BC BUD’S STRUGGLE FOR SURVIVAL

In an extensive feature, the Globe and Mail‘s Mark Rendell profiled BC craft and micro growers in rural areas like the Kootenays and Vancouver Island—who put BC Bud on the map—as their fight for survival turns desperate.
Globe and Mail—Paywall

  • The article followed calls from a coalition of BC craft-cannabis growers for “nothing short of a total policy reset” on the changes to licensing rules announced last week. The coalition said the new rules were implemented without consultation and will have a devastating effect on craft growers hoping to enter the legal market. Growers from the Kootenay region joined the chorus of complaints, arguing the new process is designed to benefit major corporations at the expense of smaller farmers.
    Nelson Star, Summerland Review
  • Growers and supporters stress BC’s craft-growing underground and grey market have produced some of the best cannabis in the world—and that legalization could destroy the entire culture.
  • As in California’s Emerald Triangle, numerous small communities across BC are built on craft cannabis and need that industry for economic stability.

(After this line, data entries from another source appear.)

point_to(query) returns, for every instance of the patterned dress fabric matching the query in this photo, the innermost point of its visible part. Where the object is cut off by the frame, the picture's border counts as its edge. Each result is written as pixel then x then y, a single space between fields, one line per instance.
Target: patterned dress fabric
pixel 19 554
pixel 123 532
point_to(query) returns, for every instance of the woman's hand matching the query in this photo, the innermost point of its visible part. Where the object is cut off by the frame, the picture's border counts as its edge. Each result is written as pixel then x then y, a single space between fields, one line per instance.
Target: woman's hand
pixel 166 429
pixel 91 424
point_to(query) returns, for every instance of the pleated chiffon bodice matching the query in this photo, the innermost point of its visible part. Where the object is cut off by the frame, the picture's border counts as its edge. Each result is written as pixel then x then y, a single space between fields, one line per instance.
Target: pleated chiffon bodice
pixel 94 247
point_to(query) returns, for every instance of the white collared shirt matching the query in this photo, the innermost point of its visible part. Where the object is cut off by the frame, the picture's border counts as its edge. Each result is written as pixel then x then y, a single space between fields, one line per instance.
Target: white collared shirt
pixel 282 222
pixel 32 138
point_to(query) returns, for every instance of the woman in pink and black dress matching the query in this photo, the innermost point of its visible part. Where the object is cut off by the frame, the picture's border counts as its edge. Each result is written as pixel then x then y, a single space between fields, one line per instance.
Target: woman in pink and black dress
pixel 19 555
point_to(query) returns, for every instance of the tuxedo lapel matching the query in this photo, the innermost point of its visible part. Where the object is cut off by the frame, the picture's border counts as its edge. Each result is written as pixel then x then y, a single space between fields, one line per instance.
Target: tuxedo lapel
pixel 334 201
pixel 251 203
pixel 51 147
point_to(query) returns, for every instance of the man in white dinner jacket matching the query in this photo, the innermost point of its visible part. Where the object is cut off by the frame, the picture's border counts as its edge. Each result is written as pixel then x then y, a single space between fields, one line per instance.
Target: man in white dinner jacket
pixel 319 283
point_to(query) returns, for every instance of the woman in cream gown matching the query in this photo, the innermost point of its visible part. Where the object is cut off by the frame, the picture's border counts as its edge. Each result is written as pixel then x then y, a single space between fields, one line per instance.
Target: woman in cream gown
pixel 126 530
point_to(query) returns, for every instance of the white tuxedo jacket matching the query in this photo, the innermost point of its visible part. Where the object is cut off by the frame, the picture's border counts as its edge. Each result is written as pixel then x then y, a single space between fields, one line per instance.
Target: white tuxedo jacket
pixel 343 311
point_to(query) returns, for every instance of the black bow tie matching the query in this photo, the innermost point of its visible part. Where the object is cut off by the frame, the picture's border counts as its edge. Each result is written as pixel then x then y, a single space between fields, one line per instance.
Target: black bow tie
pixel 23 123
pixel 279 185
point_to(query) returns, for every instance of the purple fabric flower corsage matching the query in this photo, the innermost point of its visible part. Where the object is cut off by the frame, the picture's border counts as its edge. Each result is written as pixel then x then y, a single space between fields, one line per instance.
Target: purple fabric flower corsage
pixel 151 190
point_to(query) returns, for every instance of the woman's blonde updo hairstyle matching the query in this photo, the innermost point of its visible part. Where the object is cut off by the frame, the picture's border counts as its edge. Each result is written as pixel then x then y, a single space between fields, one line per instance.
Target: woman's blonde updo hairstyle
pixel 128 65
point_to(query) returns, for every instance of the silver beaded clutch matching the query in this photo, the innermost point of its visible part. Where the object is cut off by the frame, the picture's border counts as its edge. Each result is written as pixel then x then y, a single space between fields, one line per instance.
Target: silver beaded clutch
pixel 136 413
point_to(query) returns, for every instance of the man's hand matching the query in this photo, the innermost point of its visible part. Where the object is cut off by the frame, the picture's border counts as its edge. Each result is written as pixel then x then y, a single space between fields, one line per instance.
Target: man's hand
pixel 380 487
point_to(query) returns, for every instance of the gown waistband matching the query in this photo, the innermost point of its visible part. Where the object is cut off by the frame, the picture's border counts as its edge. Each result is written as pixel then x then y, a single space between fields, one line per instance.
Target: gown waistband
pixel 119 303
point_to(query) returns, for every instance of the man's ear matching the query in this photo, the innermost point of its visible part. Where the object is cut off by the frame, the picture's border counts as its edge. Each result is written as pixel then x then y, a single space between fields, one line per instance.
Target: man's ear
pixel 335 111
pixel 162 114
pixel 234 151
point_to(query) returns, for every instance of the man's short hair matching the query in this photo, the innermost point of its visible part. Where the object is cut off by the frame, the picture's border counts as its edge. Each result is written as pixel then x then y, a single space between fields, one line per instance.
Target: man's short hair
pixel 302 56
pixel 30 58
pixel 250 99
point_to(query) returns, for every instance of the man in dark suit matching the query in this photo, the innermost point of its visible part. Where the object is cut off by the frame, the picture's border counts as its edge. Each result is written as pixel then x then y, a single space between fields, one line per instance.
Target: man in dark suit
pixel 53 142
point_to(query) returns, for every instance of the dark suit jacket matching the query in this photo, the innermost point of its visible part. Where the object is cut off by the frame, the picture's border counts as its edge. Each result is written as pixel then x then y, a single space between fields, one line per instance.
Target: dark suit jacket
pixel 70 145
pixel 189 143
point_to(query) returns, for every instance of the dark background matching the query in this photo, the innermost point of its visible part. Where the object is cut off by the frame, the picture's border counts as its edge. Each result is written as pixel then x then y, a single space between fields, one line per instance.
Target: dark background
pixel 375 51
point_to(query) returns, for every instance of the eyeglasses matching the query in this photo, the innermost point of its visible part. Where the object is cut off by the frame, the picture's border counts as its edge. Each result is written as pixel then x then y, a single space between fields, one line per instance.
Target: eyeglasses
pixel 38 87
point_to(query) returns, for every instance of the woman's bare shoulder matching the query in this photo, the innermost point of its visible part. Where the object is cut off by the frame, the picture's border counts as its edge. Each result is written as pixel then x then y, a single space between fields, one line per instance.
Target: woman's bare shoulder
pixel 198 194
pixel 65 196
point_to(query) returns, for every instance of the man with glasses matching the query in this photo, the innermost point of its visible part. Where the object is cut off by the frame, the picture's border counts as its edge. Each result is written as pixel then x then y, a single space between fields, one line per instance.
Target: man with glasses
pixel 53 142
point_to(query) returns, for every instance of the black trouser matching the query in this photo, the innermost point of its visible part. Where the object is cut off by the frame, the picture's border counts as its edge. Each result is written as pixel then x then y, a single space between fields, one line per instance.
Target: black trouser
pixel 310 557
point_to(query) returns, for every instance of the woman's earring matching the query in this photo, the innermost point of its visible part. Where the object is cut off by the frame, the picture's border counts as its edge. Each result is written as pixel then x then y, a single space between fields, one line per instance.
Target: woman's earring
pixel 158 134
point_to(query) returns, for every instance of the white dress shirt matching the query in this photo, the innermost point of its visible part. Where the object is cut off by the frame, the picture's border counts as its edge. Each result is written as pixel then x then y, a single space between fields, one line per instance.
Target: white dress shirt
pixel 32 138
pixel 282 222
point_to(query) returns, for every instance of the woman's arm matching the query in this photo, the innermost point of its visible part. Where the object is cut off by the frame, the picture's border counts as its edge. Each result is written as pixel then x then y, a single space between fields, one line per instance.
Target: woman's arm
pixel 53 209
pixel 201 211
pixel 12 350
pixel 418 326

  • A scholar researching the effect of legalization on such communities said, “The outcomes of [grey-market and illicit growers] not transitioning [into the legal market]” would be “unemployment, homes and businesses for sale, empty storefronts.”

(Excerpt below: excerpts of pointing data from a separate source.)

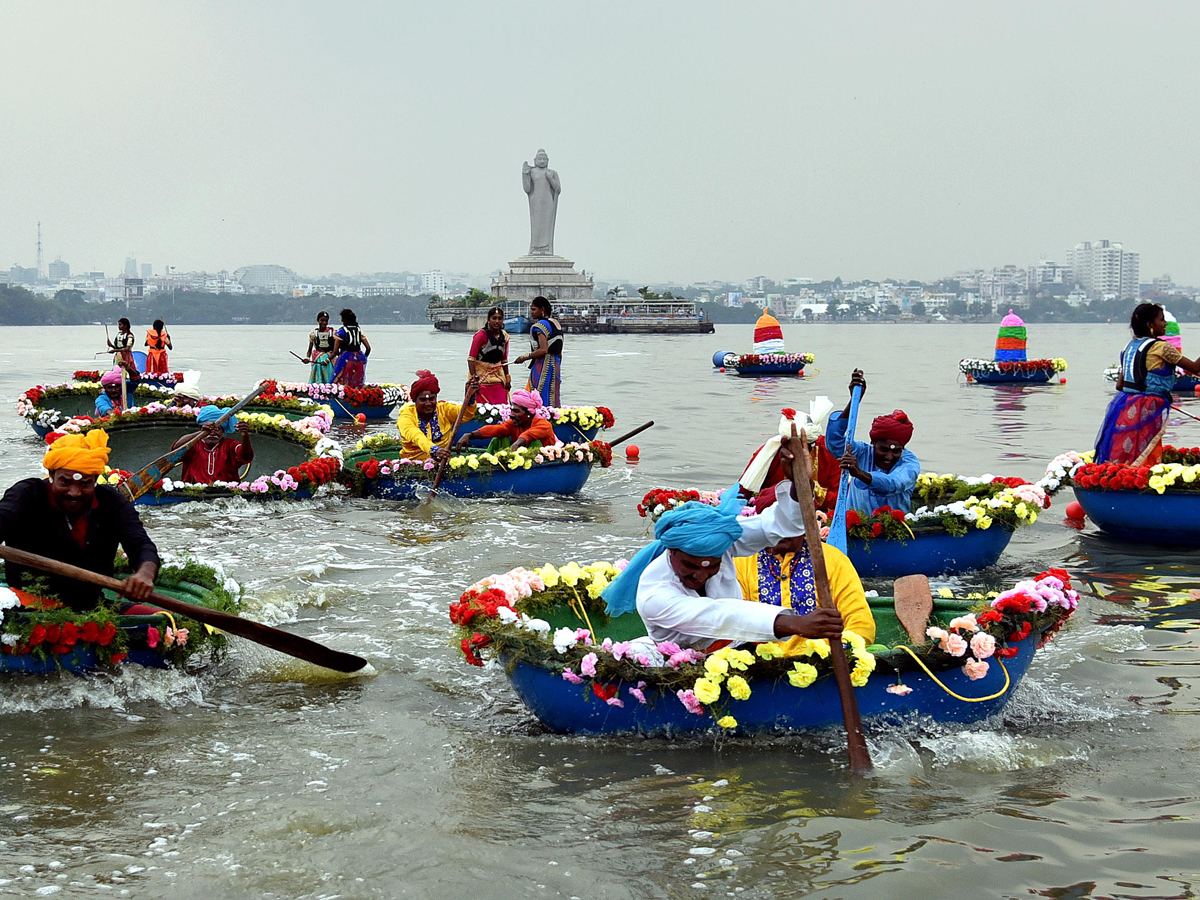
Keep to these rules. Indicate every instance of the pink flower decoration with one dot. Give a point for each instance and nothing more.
(976, 669)
(983, 645)
(955, 645)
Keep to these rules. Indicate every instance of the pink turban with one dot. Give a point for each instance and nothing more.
(425, 382)
(892, 427)
(526, 400)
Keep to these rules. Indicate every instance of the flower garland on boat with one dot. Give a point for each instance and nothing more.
(504, 612)
(28, 631)
(371, 395)
(1179, 473)
(948, 503)
(35, 403)
(471, 462)
(733, 360)
(989, 366)
(583, 418)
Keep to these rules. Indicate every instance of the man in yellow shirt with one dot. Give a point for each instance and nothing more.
(426, 423)
(783, 576)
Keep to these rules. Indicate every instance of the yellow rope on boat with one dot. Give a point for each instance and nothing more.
(1008, 681)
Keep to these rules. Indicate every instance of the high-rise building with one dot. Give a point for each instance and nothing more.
(1105, 268)
(433, 282)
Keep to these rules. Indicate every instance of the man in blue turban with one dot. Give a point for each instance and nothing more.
(216, 456)
(685, 586)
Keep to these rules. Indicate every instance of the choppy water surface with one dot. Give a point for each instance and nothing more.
(259, 779)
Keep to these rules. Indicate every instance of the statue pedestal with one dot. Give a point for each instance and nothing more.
(552, 277)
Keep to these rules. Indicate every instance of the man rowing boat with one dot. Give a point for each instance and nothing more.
(71, 519)
(685, 585)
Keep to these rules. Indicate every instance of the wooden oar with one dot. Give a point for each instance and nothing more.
(275, 639)
(838, 523)
(142, 481)
(856, 741)
(634, 433)
(454, 433)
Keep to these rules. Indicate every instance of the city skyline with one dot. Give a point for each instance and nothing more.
(694, 141)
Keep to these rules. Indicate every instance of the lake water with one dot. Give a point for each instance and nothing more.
(431, 780)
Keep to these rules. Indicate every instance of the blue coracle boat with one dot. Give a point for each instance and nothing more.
(775, 705)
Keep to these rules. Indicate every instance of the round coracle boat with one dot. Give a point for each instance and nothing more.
(561, 469)
(49, 408)
(581, 672)
(292, 459)
(371, 401)
(759, 365)
(1156, 504)
(1035, 371)
(1185, 382)
(571, 424)
(958, 525)
(40, 641)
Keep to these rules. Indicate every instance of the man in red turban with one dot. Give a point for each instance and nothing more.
(883, 472)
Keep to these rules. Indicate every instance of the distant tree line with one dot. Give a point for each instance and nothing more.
(190, 307)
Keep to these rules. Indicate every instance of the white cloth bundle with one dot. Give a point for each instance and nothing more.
(813, 425)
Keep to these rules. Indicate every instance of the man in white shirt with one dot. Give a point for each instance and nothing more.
(685, 586)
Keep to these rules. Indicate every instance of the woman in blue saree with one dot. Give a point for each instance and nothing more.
(1134, 424)
(546, 354)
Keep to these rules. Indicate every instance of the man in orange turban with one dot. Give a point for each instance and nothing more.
(71, 519)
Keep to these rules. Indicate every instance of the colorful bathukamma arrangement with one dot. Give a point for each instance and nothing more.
(1009, 364)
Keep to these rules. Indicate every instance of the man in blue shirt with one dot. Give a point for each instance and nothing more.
(883, 473)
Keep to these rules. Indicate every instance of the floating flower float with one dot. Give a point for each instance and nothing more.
(1009, 365)
(581, 672)
(563, 468)
(757, 365)
(292, 459)
(373, 401)
(1157, 504)
(958, 525)
(36, 641)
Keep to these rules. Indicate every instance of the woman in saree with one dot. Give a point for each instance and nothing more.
(489, 358)
(352, 358)
(157, 343)
(1134, 424)
(546, 354)
(322, 341)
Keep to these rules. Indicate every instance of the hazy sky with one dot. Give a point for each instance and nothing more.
(695, 141)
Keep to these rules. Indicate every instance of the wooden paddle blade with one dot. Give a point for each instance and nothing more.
(913, 604)
(275, 639)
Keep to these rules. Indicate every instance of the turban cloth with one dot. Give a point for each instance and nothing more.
(813, 425)
(211, 413)
(695, 528)
(527, 400)
(892, 427)
(87, 454)
(425, 382)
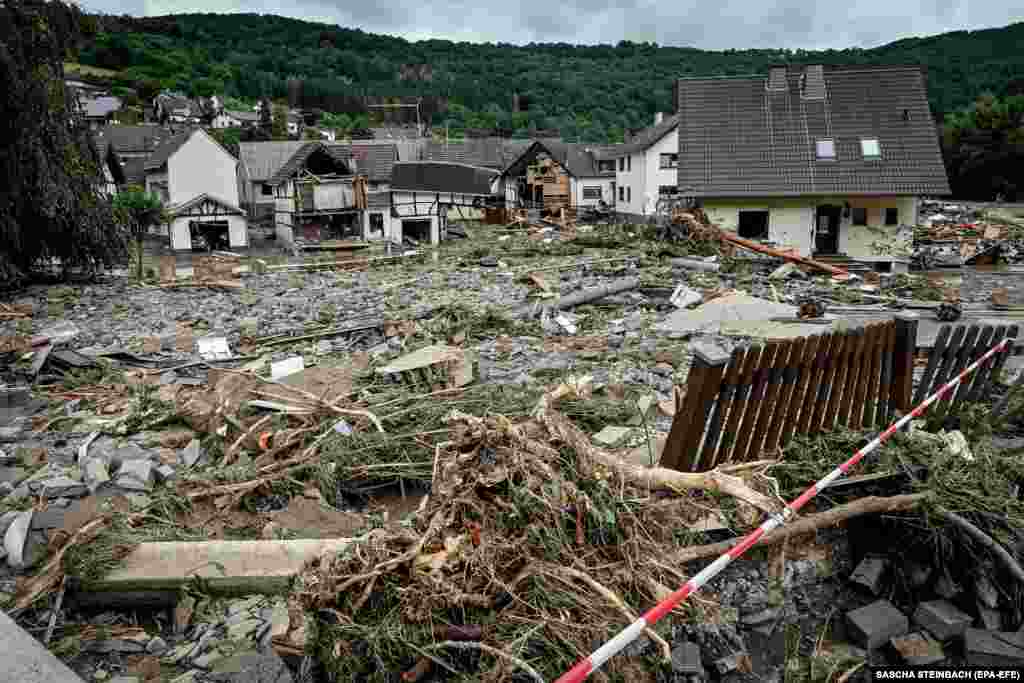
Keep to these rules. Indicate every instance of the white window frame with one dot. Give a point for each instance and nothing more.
(822, 145)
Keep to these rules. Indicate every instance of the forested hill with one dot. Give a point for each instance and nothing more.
(587, 92)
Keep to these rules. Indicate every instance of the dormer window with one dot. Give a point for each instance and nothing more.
(870, 148)
(826, 150)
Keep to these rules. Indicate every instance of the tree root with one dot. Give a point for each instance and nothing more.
(809, 524)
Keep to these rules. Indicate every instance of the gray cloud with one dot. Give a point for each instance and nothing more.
(716, 25)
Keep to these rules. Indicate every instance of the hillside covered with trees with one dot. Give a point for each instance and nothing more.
(591, 93)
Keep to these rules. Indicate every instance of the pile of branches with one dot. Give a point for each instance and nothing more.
(531, 541)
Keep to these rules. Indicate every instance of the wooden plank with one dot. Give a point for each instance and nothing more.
(980, 387)
(873, 379)
(798, 404)
(884, 414)
(702, 384)
(826, 390)
(744, 438)
(812, 398)
(769, 404)
(722, 408)
(962, 359)
(781, 412)
(741, 407)
(852, 376)
(838, 381)
(948, 358)
(982, 345)
(938, 348)
(903, 354)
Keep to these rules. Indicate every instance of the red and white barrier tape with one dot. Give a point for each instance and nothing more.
(587, 667)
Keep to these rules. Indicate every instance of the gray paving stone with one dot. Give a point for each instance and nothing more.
(873, 625)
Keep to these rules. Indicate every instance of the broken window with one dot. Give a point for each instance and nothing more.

  • Growers say Health Canada’s micro-cultivation system was far too complicated to begin with—a process exacerbated by the challenges of local zoning bylaws—but after last week’s announcement that sites must be fully built before they can apply for licensing, many may just give up.
    CTV News
  • Lawyer Kirk Tousaw live-tweeted a Health Canada informational session for license seekers (micro-seekers in particular).
    Twitter
  • Since October 17, when the micro licensing system opened to applications, Health Canada has only received 150 applicants. Of those it has licensed one, rejected five, and confirmed between 15 and 20 are ready.

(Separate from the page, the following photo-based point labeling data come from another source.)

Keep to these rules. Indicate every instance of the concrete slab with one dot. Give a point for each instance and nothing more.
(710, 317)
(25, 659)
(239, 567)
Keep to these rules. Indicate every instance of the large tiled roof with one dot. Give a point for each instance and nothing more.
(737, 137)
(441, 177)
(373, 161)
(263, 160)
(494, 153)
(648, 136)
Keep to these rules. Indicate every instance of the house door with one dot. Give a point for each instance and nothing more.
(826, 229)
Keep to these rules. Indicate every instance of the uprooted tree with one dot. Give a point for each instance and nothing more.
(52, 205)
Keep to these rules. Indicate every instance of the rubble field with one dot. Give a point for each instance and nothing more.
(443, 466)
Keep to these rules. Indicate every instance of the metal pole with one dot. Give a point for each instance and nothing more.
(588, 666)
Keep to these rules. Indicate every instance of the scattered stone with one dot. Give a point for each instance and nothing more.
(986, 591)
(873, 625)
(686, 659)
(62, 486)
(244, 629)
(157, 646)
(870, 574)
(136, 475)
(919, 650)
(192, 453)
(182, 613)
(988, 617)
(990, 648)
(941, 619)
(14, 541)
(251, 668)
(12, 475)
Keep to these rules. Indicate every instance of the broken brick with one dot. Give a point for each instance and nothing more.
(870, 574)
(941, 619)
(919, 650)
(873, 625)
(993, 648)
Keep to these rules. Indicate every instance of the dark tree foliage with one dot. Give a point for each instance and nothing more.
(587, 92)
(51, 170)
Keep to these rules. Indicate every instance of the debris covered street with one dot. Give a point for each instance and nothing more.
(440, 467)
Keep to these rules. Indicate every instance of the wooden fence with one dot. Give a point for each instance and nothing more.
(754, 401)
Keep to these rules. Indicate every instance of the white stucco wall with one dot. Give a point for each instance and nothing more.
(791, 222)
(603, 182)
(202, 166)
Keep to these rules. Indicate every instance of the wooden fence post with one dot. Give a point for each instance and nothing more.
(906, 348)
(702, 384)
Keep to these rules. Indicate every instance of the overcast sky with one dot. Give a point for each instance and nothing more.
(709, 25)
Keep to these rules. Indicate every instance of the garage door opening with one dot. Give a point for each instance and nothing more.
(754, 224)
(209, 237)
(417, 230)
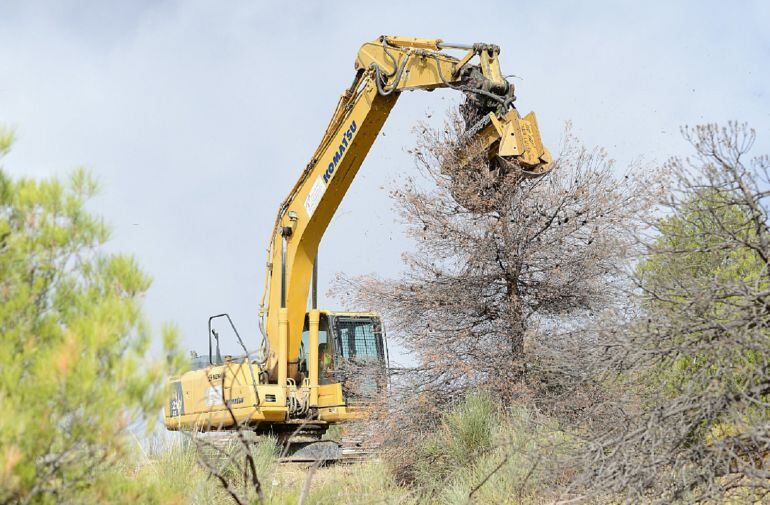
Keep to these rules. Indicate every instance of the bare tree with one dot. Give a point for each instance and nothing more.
(694, 364)
(501, 262)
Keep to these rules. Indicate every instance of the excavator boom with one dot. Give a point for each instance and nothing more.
(282, 385)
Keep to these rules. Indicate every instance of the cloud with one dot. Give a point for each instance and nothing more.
(197, 117)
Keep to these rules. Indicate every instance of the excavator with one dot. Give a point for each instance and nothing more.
(293, 386)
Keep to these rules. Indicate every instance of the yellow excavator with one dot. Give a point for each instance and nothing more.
(293, 385)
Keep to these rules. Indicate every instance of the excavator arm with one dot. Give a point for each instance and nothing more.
(384, 68)
(270, 394)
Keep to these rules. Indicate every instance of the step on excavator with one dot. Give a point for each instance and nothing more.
(300, 379)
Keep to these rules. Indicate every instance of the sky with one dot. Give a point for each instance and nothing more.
(197, 117)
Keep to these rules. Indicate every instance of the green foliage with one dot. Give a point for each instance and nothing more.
(482, 455)
(697, 252)
(691, 251)
(74, 376)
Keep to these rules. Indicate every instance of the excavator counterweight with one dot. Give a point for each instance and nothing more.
(296, 377)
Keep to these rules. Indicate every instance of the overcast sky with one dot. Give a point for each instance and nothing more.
(197, 117)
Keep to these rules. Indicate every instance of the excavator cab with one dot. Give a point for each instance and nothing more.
(352, 350)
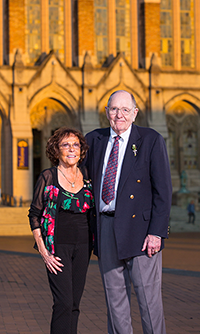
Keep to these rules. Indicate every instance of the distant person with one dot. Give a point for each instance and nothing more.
(59, 219)
(132, 189)
(191, 212)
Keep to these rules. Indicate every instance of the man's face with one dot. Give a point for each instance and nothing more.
(119, 121)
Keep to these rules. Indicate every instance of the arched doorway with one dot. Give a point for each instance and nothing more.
(183, 121)
(46, 117)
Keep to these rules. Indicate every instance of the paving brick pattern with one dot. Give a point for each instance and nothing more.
(25, 298)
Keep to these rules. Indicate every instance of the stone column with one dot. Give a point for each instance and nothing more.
(1, 32)
(134, 34)
(21, 130)
(45, 26)
(111, 28)
(197, 34)
(176, 34)
(85, 29)
(17, 23)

    MJ Biz Daily, Twitter—Kirk Tousaw
  • Across the industry—not just among micros—insiders argue Health Canada’s demanding regs are excessive. PR firm Hill+Knowlton executive Ivan Ross Vrána said, “Why is the plant being treated as if it was plutonium? It’s very interesting how high that regulatory burden is when you compare it to other industries.”

Quick Hit

  1. The sector continues reeling from last week’s regulatory overhaul, with some arguing the changes will exacerbate the supply shortage.